Put in one line only the lines with digits

Kibou · September 6, 2016, 11:16am

Hello,
I haven't been here for a while and I might be forgetting some things.
I have an input text like this

titleA
http://myurl/bla/blabla/1234
http://myurl/bla/blabla/6789

titleB
http://myurl/bla/blabla/5678
http://myurl/bla/blabla/1234

titleC
http://myurl/bla/blabla/9123
http://myurl/bla/blabla/1234
http://myurl/bla/blabla/8912

I need to extract only the title and then the digits at the end only, separated by comma.

Desired output:

titleA
1234,6789

titleB
5678,1234

titleC
9123,1234,8912

I am very unhappy at the moment because after trying I only got:

awk -F"/" '$1!~/^http/{print};{print $6}' cases.txt | awk '{ORS=","};{print}'
But this outputs everything separated by comma in the same line which is a mess.

Without the last formatting part, I got this in clear:

titleA
1234
6789

titleB
5678
1234

titleC
9123
1234
8912

But also full of many blank lines in between.

I really don't know how to move forward. Any hint will be appreciated. Thank you in advance.

I am working in an Ubuntu Linux right now.

RavinderSingh13 · September 6, 2016, 11:44am

Hello Kibou,

Could you please try following.

awk '($0 ~ /title/){if(Q){print Q ORS $0;Q=""} else {print};next} {sub(/.*\//,X,$0);Q=Q?Q ($0?OFS $0:RS):$0;} END{print Q}' OFS=,   Input_file

Output will be as follows.

titleA
1234,6789
 
titleB
5678,1234

titleC
9123,1234,8912

EDIT: Adding above solution's little polish version.

awk '($0 ~ /title/){W=Q?Q ORS $0:$0;print W;W=Q="";next} {sub(/.*\//,X,$0);Q=Q?Q ($0?OFS $0:RS):$0} END{print Q}' OFS=,   Input_file

Thanks,
R. Singh

Yoda · September 6, 2016, 12:39pm

awk -F'/' '
        !/^http/ && NF {
                T = $0
                next
        }
        /^http/ {
                A[T] = ( T in A ? A[T] OFS $NF : $NF )
        }
        END {
                for ( k in A )
                        printf "%s\n%s\n\n", k, A[k]
        }
' OFS=, file

Scrutinizer · September 6, 2016, 1:04pm

Another approach:

awk '{for(i=2; i<=NF; i++) sub(".*/",x,$i); sub(OFS,FS)}1' FS='\n' OFS=, RS= ORS='\n\n' file

--edit--
Yet another option:

awk '{gsub("\n[^\n]*/",","); sub(",","\n")}1' RS= ORS='\n\n' file

Kibou · September 6, 2016, 3:23pm

I really appreciate it. I am always speechless with your amazing approaches.

RudiC · September 6, 2016, 5:14pm

Try also

awk '{printf "%s%s", (NF>1 && ONF>1)?",":LF, $NF; LF = RS; ONF = NF} END {printf RS}' FS=/ file
titleA
1234,6789

titleB
5678,1234

titleC
9123,1234,8912

It would work also if the empty lines were missing.

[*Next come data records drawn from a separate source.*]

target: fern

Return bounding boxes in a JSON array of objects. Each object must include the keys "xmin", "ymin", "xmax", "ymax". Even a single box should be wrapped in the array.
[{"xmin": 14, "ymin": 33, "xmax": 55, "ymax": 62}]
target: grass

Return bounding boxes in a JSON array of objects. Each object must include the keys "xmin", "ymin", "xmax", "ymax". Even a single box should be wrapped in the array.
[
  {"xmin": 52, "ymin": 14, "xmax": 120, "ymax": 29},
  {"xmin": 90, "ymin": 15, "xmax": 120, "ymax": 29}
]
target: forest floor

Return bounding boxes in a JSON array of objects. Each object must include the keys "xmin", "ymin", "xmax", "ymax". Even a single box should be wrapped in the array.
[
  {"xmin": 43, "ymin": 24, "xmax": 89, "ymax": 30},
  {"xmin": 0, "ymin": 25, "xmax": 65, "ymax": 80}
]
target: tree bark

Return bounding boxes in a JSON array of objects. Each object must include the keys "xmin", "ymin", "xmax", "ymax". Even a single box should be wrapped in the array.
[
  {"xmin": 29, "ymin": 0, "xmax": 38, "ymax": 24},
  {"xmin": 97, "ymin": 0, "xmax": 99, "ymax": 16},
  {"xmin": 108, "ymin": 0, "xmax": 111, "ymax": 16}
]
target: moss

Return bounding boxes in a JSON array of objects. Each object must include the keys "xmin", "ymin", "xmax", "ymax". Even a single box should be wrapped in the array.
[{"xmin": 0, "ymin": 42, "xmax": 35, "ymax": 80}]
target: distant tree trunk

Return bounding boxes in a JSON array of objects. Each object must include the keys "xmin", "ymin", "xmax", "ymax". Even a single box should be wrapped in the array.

itkamaraj · September 7, 2016, 3:20am

$ awk -F\/ '/^title/{print a;print;a="";}/^http/{a=a","$NF}END{print a}' a.txt | sed '1d;s/^,//'
titleA
1234,6789
titleB
5678,1234
titleC
9123,1234,8912

rbatte1 · September 7, 2016, 5:47am

You could even use simple variable substitution in a shell script:-

while read line
do
   printf "%s\n" "${line##*/}"
done < file

It should fail to substitute anything on the lines without a / so you get the line as is. Those containing a / get everything up to and including the last / removed.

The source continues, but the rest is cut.